Thing is back then music was always done in collaboration. Even a single composer in the stage of working past the basic ideas done on a piano,would bring in players to see how the parts worked. Each guy had ideas that folks like Ellington incorporated (because they were the best players around) . Unlike today where technology results in many working alone throughout the writing phase. I’m old enough to have started pre computer and really miss the basic collaboration.

Music is still art for the ears and Duke Ellington’s ears would have been the same. Taking the next time machine back to him when he was in his heyday and giving him a “DAW” wouldn’t change much I guess. He’d more comfortable doing what he was already doing. Even if you sent him a computer geek along to run the DAW for him it would be the same music. He’d be very amused to begin with but also underwhelmed about the result, the silly autotuning and quantize habits that prevail, and the square music people get away with. He’d probably ask "Don’t they practice in the future??? :open_mouth: ".
His final say would be … wait for it …
“It Don’t Mean a Thing (If It Ain’t Got That Swing)”
:sunglasses:

:laughing:

Setting: Fly on the wall, NYC, 1943

Billy Strahorn: Yeah, that “laptop” thing is kind of interesting, Duke. Anyway, back to the song, OK? I agree, that Ddim b9 would be perfect here, you are a genius, Duke!
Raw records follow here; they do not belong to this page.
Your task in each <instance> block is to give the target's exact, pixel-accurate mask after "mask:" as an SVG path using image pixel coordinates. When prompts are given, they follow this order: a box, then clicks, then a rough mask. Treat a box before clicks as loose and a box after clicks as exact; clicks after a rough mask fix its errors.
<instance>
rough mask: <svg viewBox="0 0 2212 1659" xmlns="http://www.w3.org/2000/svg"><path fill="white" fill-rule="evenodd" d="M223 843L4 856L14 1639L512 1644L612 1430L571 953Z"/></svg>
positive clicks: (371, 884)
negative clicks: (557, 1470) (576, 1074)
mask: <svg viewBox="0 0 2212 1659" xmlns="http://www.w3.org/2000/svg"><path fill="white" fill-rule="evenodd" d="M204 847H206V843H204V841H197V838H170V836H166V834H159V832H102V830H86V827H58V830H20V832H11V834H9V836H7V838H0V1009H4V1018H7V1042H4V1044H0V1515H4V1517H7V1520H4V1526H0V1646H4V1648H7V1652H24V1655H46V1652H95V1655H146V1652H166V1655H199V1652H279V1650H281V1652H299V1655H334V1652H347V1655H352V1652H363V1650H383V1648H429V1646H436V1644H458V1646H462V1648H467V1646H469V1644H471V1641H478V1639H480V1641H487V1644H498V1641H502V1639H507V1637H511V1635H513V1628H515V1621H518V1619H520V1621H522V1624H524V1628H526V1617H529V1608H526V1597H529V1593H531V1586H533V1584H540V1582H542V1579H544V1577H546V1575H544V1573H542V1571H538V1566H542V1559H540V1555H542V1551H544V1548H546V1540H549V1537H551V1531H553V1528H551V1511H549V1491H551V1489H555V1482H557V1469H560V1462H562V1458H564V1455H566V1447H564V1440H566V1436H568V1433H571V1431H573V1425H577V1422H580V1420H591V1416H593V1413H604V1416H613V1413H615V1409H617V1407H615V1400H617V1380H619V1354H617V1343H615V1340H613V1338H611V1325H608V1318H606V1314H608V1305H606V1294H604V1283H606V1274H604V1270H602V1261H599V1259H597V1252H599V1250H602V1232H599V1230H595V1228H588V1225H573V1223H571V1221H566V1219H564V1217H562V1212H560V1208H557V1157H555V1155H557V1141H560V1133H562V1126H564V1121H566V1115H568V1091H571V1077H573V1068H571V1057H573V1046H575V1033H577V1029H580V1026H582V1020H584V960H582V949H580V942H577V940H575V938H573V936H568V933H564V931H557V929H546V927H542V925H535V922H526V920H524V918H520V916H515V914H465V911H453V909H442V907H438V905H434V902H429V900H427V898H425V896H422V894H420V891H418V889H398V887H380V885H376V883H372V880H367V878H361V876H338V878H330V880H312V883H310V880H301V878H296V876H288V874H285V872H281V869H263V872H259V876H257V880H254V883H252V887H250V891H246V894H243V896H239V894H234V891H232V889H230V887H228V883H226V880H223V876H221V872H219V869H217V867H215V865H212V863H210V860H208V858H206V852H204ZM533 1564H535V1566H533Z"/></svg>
Duke Ellington: Yeah, thanks, Billy. But I changed my mind, Cubase 7 Chorder says to use a G7 here instead, I’m just going with that!

Billy Strahorn: Uhh …



(I hear Duke was quite the Randy Andy, he probably would have used the laptop to streamline getting “dates” while gigging 300 nights a year!)

The Duke would have Billy Strayhorn buy and use the laptop and never even look at it… :laughing:

Do-Wa, Do-Wa, Do-Wa


If Duke Ellington had a laptop??? (1899-1974)
He would have had Cubase,
Cubase would be 50 to 60 years more advanced,
Multi Track warping would be old hat,
Any one could hit ‘record’ and the ‘midi track of their mind’ would be recorded in both audio and midi (for editing)
and…
and…
And Steinberg would still be pumping out .5 upgrades and loyal customers would still be buy hoping to kill their arch-bug and have the program make their music magical. :mrgreen:

Love the Duke!

Good observation, Mr M. Duke had his orchestrator, Mr. Strayhorn, and access to top players. It was more of a team sport in those days. But I must say, midi beats the old fountain pens and score paper for getting out parts.